Does anyone know how often in the code we actually depend on the fact that the same string will be at the same address in memory?
Because I'm contemplating an optimisation which would involve making the string duplication avoidance opportunistic instead of mandatory.
I.e. something along the lines of all strings shorter than stringmin will always be optimised to a single reference, and all strings above that *might* have more than one reference, but not necessarily do (i.e. they're not fully hashed all the time, to avoid the overhead of rehashing large strings repeatedly when juggling around lots of strings).
All the places that depend on same string = same address would need to be patched. Also, to determine stringmin, some profiling of existing apps would be interesting. Is that statistic available for say Roxen, to know the distribution of string length and reference count in a running application?
On Thu, 29 Mar 2012, Stephen R. van den Berg wrote:
Because I'm contemplating an optimisation which would involve making the string duplication avoidance opportunistic instead of mandatory.
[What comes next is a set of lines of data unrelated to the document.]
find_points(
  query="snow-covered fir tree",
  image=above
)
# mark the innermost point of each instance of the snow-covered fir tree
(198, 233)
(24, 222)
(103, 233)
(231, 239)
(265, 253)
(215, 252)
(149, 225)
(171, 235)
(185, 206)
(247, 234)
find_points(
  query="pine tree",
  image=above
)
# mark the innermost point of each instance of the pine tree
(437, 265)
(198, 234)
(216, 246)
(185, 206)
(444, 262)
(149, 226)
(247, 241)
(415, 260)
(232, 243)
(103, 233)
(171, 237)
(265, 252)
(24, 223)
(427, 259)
I guess the point here is to skip the hashing in cases where the strings are large, come from the network/disk and/or are very unlikely to exist twice. Would it not make more sense to allow for using unhashed strings explicitly, instead? And in that case I think it would be better to have a seperate class for that. Otherwise all kinds of code would become much more complex. Think mapping lookup and similar places, where the ptr of the string is used.
Then, of cause, all kinds of other places need to be changed to support "new" unhashed strings, otherwise they would be quite useless, except for very special situations where some cycles can be saved.
Arne Goedeke wrote:
On Thu, 29 Mar 2012, Stephen R. van den Berg wrote:
Because I'm contemplating an optimisation which would involve making the string duplication avoidance opportunistic instead of mandatory.
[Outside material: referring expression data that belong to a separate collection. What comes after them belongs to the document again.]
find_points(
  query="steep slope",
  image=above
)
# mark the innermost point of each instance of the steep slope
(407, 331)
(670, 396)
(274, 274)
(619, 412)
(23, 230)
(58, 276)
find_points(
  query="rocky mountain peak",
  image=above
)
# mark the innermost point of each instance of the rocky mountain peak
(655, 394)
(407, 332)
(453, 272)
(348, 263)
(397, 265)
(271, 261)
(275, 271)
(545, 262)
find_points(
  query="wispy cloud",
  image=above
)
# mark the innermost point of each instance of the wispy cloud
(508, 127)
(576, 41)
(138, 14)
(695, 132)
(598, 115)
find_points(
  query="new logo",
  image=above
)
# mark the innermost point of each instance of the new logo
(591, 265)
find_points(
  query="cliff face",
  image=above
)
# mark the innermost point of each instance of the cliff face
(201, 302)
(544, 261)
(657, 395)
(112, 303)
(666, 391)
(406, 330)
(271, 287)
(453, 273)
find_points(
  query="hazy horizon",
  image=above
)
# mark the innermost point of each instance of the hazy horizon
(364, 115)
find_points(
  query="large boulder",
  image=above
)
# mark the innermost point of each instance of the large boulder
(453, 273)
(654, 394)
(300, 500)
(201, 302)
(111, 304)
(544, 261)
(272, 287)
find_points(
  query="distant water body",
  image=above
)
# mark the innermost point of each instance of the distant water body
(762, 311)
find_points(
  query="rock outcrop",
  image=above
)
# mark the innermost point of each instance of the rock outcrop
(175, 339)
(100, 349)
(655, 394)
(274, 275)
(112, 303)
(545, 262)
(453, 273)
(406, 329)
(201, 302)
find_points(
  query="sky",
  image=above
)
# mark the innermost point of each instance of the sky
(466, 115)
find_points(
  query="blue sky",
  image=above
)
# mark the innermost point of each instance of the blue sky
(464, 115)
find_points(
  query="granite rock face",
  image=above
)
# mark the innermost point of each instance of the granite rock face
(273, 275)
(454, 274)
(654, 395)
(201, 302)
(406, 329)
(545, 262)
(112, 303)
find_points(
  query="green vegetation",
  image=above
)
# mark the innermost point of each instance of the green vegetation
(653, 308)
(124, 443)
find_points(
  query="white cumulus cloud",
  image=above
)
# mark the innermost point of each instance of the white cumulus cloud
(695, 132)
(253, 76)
I guess the point here is to skip the hashing in cases where the strings are large, come from the network/disk and/or are very unlikely to exist twice. Would it not make more sense to allow for using unhashed strings explicitly, instead? And in that case I think it would be better to have a seperate class for that. Otherwise all kinds of code would become much more complex. Think mapping lookup and similar places, where the ptr of the string is used.
That's exactly what I'm asking... How many places are there where we explicitly depend on the fact that the address can be used to define uniqueness? I'm trying to assess if it is doable to fix those.
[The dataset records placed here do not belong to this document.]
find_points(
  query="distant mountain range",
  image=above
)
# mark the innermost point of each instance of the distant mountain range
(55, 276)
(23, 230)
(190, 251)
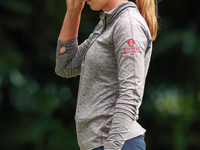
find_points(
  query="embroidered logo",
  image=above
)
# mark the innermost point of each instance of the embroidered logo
(132, 49)
(131, 42)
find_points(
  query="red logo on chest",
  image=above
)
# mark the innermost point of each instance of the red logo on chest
(131, 42)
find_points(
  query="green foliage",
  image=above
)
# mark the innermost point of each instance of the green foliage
(37, 107)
Then, of cause, all kinds of other places need to be changed to support "new" unhashed strings, otherwise they would be quite useless, except for very special situations where some cycles can be saved.
Quite. The reasoning has come full circle, which is why I'm trying to see if it can be retrofitted to make the speedup available to all unaltered pike programs.
That's exactly what I'm asking... How many places are there where we explicitly depend on the fact that the address can be used to define uniqueness?
All places where strings are compared.
Say, a few thousand places in the code, probably?
Most importantly: Mappings and multiset, identifiers in objects and programs, switch and string comparison functions.
Especially things like object and program identifiers, switch mappings and multisets would be dead slow without this optimization.
And hashing a string takes basically no time at all.
Have you measured it to take a lot of CPU somewhere?
-- Per Hedbor
The issue isn't necessarily the hashing but the fact that you need to have this globally synced instead of e.g. creating a thread-local string pool. Still, I agree with you that fundamental properties of mappings etc are based on string uniqueness. There are other low-hanging fruit that should be targeted first imho.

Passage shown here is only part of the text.